Electric Vehicles Are Roiling EU-China Relations

Electric Vehicles Are Roiling EU-China Relations
Chinese EV manufacturer BYD displays its electric car Seal at the Paris Car Show, in Paris, France, Oct. 17, 2022 (AP photo by Michel Euler).

The European Union and China concluded their first in-person summit since 2019 this week, with European Commission President Ursula von der Leyen and European Council President Charles Michel traveling to Beijing to meet with Chinese President Xi Jinping and Premier Li Qiang. Front and center at the summit were two issues: EU-China trade imbalances and China’s continued support for Russia despite its invasion of Ukraine.

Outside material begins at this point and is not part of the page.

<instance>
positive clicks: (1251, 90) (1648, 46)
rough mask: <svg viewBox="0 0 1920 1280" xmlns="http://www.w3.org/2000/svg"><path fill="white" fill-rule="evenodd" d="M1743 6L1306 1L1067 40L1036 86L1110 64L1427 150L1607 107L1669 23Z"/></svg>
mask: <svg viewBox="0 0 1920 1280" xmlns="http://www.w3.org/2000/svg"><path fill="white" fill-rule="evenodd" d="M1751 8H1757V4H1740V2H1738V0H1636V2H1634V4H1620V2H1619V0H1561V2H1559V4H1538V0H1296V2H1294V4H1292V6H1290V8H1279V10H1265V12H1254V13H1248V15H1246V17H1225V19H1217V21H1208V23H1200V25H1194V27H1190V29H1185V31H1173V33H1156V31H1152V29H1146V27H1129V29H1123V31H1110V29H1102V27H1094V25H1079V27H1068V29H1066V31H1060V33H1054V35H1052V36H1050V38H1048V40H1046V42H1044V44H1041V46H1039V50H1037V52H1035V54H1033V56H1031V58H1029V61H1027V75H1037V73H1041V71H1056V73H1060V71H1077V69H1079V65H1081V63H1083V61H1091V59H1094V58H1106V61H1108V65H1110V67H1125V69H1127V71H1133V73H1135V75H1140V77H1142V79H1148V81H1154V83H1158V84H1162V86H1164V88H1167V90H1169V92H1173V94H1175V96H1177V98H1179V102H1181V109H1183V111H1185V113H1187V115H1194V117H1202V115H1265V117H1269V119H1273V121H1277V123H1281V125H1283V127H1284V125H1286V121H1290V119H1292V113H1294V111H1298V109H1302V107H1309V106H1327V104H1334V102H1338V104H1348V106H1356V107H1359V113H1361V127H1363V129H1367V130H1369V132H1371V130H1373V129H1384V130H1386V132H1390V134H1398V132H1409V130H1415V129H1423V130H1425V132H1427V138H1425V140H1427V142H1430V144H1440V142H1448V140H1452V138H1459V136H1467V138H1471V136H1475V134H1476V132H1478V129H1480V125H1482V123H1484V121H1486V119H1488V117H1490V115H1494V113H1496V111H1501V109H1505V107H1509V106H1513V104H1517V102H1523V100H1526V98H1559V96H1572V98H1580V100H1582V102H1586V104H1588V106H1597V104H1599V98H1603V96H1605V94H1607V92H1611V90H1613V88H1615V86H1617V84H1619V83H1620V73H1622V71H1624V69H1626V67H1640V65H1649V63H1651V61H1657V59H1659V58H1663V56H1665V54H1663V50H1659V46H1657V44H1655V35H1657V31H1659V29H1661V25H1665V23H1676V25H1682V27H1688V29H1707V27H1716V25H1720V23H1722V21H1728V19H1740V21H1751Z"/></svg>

While the latter has fundamentally shifted Europe’s view of China, it was the economic issues that dominated the discussions at the summit. The EU complained vociferously about the yawning gap in trade flows, with von der Leyen calling the EU’s $400 billion trade deficit with China “unsustainable.” Von der Leyen had already announced an anti-subsidy investigation into Chinese electric vehicle, or EV, batteries in October. But the question of Chinese subsidies is only the tip of the iceberg when it comes to the two sides’ conflicting ideologies and competition over the green energy revolution in the automotive industry.

Unsurprisingly, little progress was made at the summit, for the simple reason that the two sides’ positions are ultimately irreconcilable.